Someone may know of a work that covers all that. Someone else.

But if you get into doing your own research, I'd suggest starting by reading Alexander McLeod's 1802 work _Negro Slavery Unjustifiable_. McLeod was a Reformed Presbyterian and his stand prompted the RP's to become the second American and the first Presbyterian denomination to make a binding constitutional resolution against slavery. More on that story *here.* McLeod was one of the earliest Calvinists to present a concerted case against slavery. 

It would be interesting to examine his arguments, which are largely biblical, seeking to discern whether you can show that they in fact derive from his Calvinism. By contrast, how might Arminian abolitionist arguments differ from those presented by McLeod? The RPs were a small group and it was the Arminian abolitionists (Wesleyans, etc.) who held center stage. 

How was McLeod, a Calvinist, able to come to his conclusions while Thornwell and other Old School Presbyterians did not come to those same conclusions? 
(aside: how widely known were the RPs and their arguments against slavery?)

[aside #2: Kenneth Foreman's 1977 Princeton dissertation presents arguments that the New School Presbyterians, prior to the war, did not differ from the Old School in their positions on slavery.]

Use archive.org to locate a digital copy of Samuel Baird's _A Collection of the Acts, Deliverances and Testimonies of the Presbyterian Church in the U.S.A._. Pages 806-813ff. of that work presents a digest of PCUSA actions and statements about slavery.

For articles, you could borrow this book via Interlibrary loan:

Bibliography of published articles on American Presbyterianism, 1901-1980
Author: Harold M Parker
Publisher: Westport, Conn. : Greenwood Press, 1985.

I have a copy at the PCA Historical Center, but won't be back in the office till next week. But your question would also involve reading through that volume, scanning each title for likely prospects. I can't afford to do that research for you. There are at least 3000 articles indexed in that bibliography. Surely some of them touch on your questions.
The index will surely show that there are articles on slavery and perhaps states rights, but you'd have to look closer than that at each title. If you find promising articles, you might even be able to secure the articles by Interlibrary loan request.

If you get deeper into this study, the Wisconsin Historical Society has excellent resources and might easily have primary source materials that would touch on your study.

2011 will be a major anniversary of the war and expect to see a lot of archives and other institutions bringing materials forward for public inspection and study.


----------



## Ivan (Dec 30, 2010)

Thank you very much, Wayne. That is very helpful in those areas. I need to do this kind of research to pare down to what I want to specifically write about. It's interesting to see the influence of Calvinism on Lincoln. Of course, he wasn't a Calvinist but 

I'll probably be in the St. Louis area a couple times at least next year. It'd be nice to meet you and see the campus of Covenant.
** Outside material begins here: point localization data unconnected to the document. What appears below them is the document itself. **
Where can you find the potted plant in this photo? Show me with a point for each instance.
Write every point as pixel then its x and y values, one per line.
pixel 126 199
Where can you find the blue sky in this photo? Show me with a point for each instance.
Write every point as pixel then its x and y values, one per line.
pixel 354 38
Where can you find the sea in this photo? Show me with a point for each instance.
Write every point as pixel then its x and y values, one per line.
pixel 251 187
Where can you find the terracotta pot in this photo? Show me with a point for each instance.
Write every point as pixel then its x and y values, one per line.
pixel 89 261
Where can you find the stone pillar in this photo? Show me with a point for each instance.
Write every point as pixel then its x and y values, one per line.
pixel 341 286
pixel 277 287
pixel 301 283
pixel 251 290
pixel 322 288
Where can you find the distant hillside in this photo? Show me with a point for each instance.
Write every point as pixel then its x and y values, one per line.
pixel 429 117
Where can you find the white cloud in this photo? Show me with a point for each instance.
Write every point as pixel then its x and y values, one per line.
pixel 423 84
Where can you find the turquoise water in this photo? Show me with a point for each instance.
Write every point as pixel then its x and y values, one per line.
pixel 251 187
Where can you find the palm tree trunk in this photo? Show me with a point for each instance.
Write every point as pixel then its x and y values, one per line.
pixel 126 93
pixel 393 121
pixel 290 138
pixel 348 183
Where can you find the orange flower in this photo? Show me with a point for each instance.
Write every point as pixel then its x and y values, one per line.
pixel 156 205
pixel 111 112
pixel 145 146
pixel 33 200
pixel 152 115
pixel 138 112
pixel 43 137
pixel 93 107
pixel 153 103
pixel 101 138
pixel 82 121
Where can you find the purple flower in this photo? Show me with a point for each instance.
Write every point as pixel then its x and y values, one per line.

I have a family reunion I've organized in late June and will take in a Cards-Phillies game during that time as well.


----------



## Jim-Bob (Dec 30, 2010)

I am interested in this topic - has anyone read these books? They're on my Amazon wish list, but I haven't gotten them yet...

Religion and the American Civil War
by Randall M. Miller (Paperback)

The Civil War as a Theological Crisis
by Mark A. Noll (Hardcover)


----------



## Ivan (Dec 30, 2010)

Jim-Bob said:


> I am interested in this topic - has anyone read these books? They're on my Amazon wish list, but I haven't gotten them yet...
> 
> Religion and the American Civil War
> by Randall M. Miller (Paperback)
> ...


 
I'll be getting the first book soon. I have the second but haven't read it yet. I'm at the point of gathering material at this time. 
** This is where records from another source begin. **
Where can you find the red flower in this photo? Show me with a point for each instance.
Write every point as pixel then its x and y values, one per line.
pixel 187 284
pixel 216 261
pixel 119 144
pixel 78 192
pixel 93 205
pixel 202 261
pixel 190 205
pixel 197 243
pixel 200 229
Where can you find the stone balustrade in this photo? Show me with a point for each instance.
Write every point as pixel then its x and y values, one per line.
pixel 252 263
Any other suggestions from my PB brethren?


----------



## Wayne (Dec 30, 2010)

Ivan:

I would welcome a visit. Come early in the day and plan to stay late!
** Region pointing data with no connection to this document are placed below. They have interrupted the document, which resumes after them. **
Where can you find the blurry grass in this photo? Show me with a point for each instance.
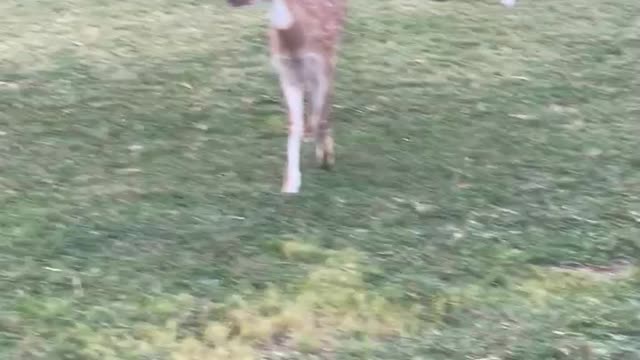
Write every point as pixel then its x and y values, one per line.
pixel 480 150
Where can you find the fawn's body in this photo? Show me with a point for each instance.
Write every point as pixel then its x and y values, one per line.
pixel 304 37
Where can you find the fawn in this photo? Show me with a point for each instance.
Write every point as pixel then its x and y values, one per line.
pixel 304 37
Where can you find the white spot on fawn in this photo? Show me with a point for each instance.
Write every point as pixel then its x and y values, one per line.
pixel 281 17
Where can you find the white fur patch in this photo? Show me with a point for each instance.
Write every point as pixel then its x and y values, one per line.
pixel 280 15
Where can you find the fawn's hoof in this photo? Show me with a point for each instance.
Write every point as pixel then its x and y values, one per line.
pixel 325 155
pixel 291 184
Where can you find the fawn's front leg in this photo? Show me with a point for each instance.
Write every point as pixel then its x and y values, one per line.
pixel 293 92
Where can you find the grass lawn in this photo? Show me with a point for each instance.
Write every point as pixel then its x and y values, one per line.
pixel 485 203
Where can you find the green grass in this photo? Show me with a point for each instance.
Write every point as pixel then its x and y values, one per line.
pixel 480 150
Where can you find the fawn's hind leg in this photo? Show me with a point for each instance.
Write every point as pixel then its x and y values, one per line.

The Historical Center has a modest collection of 19th century Presbyterian periodicals and newspapers, including the Charleston Observer, 1827-1845. That latter title might be explored for some answers to your questions. Labor intensive research (isn't it always!) but potentially well worth it. And of course there are many other resource materials here.


----------



## Pergamum (Dec 30, 2010)

The Noll book is great. A must have for this topic.


----------



## Ivan (Dec 30, 2010)

Wayne said:


> Ivan:
> 
> I would welcome a visit. Come early in the day and plan to stay late!
> 
> The Historical Center has a modest collection of 19th century Presbyterian periodicals and newspapers, including the Charleston Observer, 1827-1845. That latter title might be explored for some answers to your questions. Labor intensive research (isn't it always!) but potentially well worth it. And of course there are many other resource materials here.



Thanks, Wayne!


----------